Il verdetto consapevole

Insomma: Enola Holmes 3 funziona come intrattenimento su Netflix. Se mercoledì sera cerchi qualcosa di leggero, con una protagonista carismatica e una trama che non ti appesantisce, è lì. È fatto bene abbastanza da non farti perdere l’attenzione, è lungo abbastanza da darti il senso di aver passato il tempo in compagnia di qualcuno simpatico. Ma non è il film che ti fa saltare dalla sedia, non è quello che ti entra sotto la pelle tre giorni dopo. Non è quello che guarderai di nuovo tra un anno per riassaporare i momenti migliori.

È competente, costruito bene, fatto da persone che sanno il fatto loro — la fotografia è corretta, il montaggio non è noioso, gli effetti speciali sono solidi. Semplicemente, la magia inizia a evaporare quando la formula si ripete per la terza volta. Dopo tre volte, una formula non è più un gioco: è un pattern che il cervello riconosce, cataloga, archivia senza sorpresa.

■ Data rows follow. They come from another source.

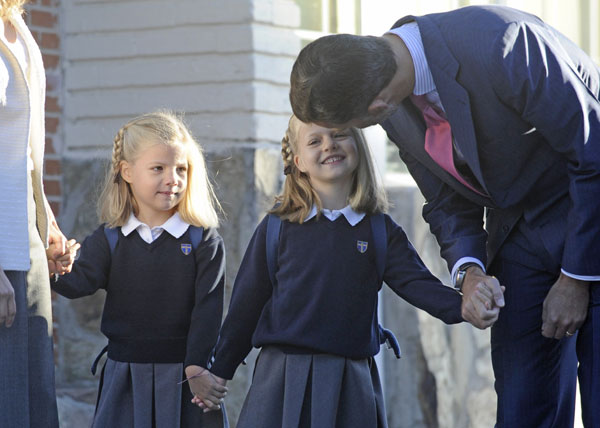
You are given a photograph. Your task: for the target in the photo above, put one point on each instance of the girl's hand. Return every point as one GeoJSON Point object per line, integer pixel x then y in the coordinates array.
{"type": "Point", "coordinates": [8, 307]}
{"type": "Point", "coordinates": [60, 262]}
{"type": "Point", "coordinates": [208, 390]}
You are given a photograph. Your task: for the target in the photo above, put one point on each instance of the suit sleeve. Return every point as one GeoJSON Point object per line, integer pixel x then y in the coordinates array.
{"type": "Point", "coordinates": [410, 279]}
{"type": "Point", "coordinates": [554, 86]}
{"type": "Point", "coordinates": [251, 291]}
{"type": "Point", "coordinates": [90, 271]}
{"type": "Point", "coordinates": [207, 312]}
{"type": "Point", "coordinates": [456, 222]}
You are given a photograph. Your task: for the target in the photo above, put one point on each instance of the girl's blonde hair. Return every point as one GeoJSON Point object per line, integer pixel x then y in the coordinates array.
{"type": "Point", "coordinates": [7, 7]}
{"type": "Point", "coordinates": [295, 203]}
{"type": "Point", "coordinates": [199, 205]}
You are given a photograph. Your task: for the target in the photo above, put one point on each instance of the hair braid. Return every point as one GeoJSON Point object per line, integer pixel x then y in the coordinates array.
{"type": "Point", "coordinates": [287, 154]}
{"type": "Point", "coordinates": [118, 154]}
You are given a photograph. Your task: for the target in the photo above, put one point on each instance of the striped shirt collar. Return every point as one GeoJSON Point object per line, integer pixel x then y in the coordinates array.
{"type": "Point", "coordinates": [175, 226]}
{"type": "Point", "coordinates": [351, 216]}
{"type": "Point", "coordinates": [411, 36]}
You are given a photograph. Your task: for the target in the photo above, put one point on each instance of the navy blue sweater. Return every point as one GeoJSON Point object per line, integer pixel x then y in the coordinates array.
{"type": "Point", "coordinates": [325, 299]}
{"type": "Point", "coordinates": [162, 306]}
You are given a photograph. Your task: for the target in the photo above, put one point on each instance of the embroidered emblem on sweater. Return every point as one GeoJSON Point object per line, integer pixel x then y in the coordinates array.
{"type": "Point", "coordinates": [361, 246]}
{"type": "Point", "coordinates": [186, 248]}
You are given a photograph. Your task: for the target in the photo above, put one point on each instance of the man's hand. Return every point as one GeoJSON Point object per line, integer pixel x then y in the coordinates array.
{"type": "Point", "coordinates": [565, 307]}
{"type": "Point", "coordinates": [482, 298]}
{"type": "Point", "coordinates": [8, 307]}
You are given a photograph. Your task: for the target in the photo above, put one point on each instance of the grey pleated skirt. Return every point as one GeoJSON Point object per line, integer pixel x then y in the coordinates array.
{"type": "Point", "coordinates": [313, 391]}
{"type": "Point", "coordinates": [135, 395]}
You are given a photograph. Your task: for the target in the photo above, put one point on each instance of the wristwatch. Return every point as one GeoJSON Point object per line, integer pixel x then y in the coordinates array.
{"type": "Point", "coordinates": [461, 274]}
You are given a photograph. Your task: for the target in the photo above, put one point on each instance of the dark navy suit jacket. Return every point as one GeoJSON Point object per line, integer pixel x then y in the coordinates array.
{"type": "Point", "coordinates": [522, 102]}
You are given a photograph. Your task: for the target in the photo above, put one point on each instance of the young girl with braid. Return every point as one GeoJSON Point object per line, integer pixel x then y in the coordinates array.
{"type": "Point", "coordinates": [317, 325]}
{"type": "Point", "coordinates": [164, 293]}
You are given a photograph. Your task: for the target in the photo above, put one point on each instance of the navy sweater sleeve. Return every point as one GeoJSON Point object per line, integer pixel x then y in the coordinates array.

Vale guardarlo se ami Millie Bobby Brown e il mondo di questa saga — se il personaggio è sufficientemente attraente da reggere da solo una visione. Non vale se stavi aspettando un vero salto in avanti, un’ambizione narrative diversa, qualcosa che giustificasse l’attesa di sei anni. Netflix ha scelto di giocare sul sicuro, e il pubblico fedele della saga avrà il suo intrattenimento domenicale. Il resto, semplicemente, rimarrà a casa.

Enola Holmes 3 è disponibile in streaming su Netflix dal 4 novembre 2025.

Pregi

  • Millie Bobby Brown mantiene il carisma che ha reso memorabili i precedenti capitoli
  • La location di Malta aggiunge varietà visiva alla serie
  • Il tono più maturo e gli intrighi matrimoniali allargano il pubblico potenziale

Difetti

  • Il cambio di regista non porta innovazioni significative alla formula ormai consolidata
  • La trama dei rapimenti e matrimoni rischia di diluire l'elemento investigativo che caratterizza la saga
  • Sei anni di distanza dal debutto non bastano a rinnovare profondamente il franchise
3.5 su 5

Verdetto

Enola Holmes 3 è un passatempo solido su Netflix, ma la formula inizia a mostrare la fatica. Vale la visione se ami la protagonista; non è un capolavoro di cui sentivi la mancanza.